¡BIP!¡BIP! Suenan al pasar por el detector los productos que la cajera, joven, de alguna parte de Suramérica, mueve con aire autómata. Un bote de laca, un tarro de garbanzos… Al otro lado, Ascensión los recoge con desdén, casi con repugnancia. Ante el hecho de que no queden bolsas aprovecha para sentirse desgraciada y, de paso, cagarse en la cajera, que ajena a la carencia sigue con la suela de sus zuecos la canción que suena por el hilo musical del establecimiento.
-No quedan bolsas, joder- arroja contra la chica, quien impasible mascando chicle solventa el problema.
Así, Ascensión convierte la ocasión de entablar una conversación superficial con una persona cualquiera en otra de las razones que vienen a reforzar su convicción de que es eso, una desgraciada.
A menudo confunde el pesimismo con el realismo y, a pesar de sentirse desdichada y obviada, asegura que todo y todos están en su contra, en una especie de confabulación masiva. Se irrita ante la gente que anda por la vida con alegría “por que sí” y encuentra que hay motivos de sobra para enlatarse en un letargo de amargura continuo, pero sin ese toque romántico que caracteriza a los estados de tristeza.

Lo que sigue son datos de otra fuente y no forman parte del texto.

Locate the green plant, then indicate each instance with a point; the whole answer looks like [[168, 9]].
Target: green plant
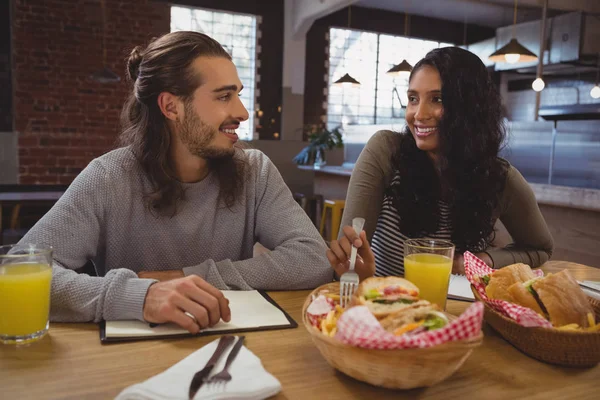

De camino a su casa maldice a tres o cuatro personas más por motivos que siempre encuentra, y en el metro, los en cuerpo presente viajeros seguramente le aparten la mirada.
Al llegar, como cada día, prepara un austero plato de comida que siempre queda muy solo o muy salado, descargando después su ira a mamporrazos contra el salero. Vive sola, sin lamentarlo, y rodeada de vecinos a los que previsiblemente detesta.
Ascensión, amén de su mala memoria, no recuerda los motivos que tiempo atrás seguramente justificaran un cabreo semejante. Pero han pasado lustros y ella sigue enfadada: con todos, consigo.
Quizás, ella pertenezca sin saberlo a esa especie de personas a las que les gusta regocijarse en su pena y escuchar su propio lamento, sin querer ver que esas penas, la mayoría de veces, tienen las dimensiones deseadas.
Se va a la cama sin pensar que mañana será otro día, sino que hoy fue uno más.
Ni si quiera ella, que suele aguardar con paciencia las desavenencias del destino, imagina que éste le depara la más grotesca de ellas.
“Lo siento, doña Ascensión, me temo que no podemos hacer nada” Indicará un doctor de bata blanca y zuecos verdes unas semanas después, blandiendo en el aire una placa que ilustrará la terrible noticia: una carcajada de la vida en sus narices, un tren desbocado que encuentra las traviesas levantadas, una “putada” según el testimonio –curiosamente risueño- de la misma Ascensión.
Por una parálisis de los músculos mímicos, y posterior calcificación de sus tendones - dirá el médico esto o algo parecido -ha perdido toda la movilidad de los mismos en las hemicaras inferiores. No hay nada que hacer.
Imagina ahora el cuerpo exánime de Ascensión luciendo, a punto de ser incinerado, las llamas lamiendo sus pies, la más amplia de sus sonrisas.
Así será como, concretamente, dentro de dos meses y cinco días, y de puro jodida, Ascensión morirá sonriendo.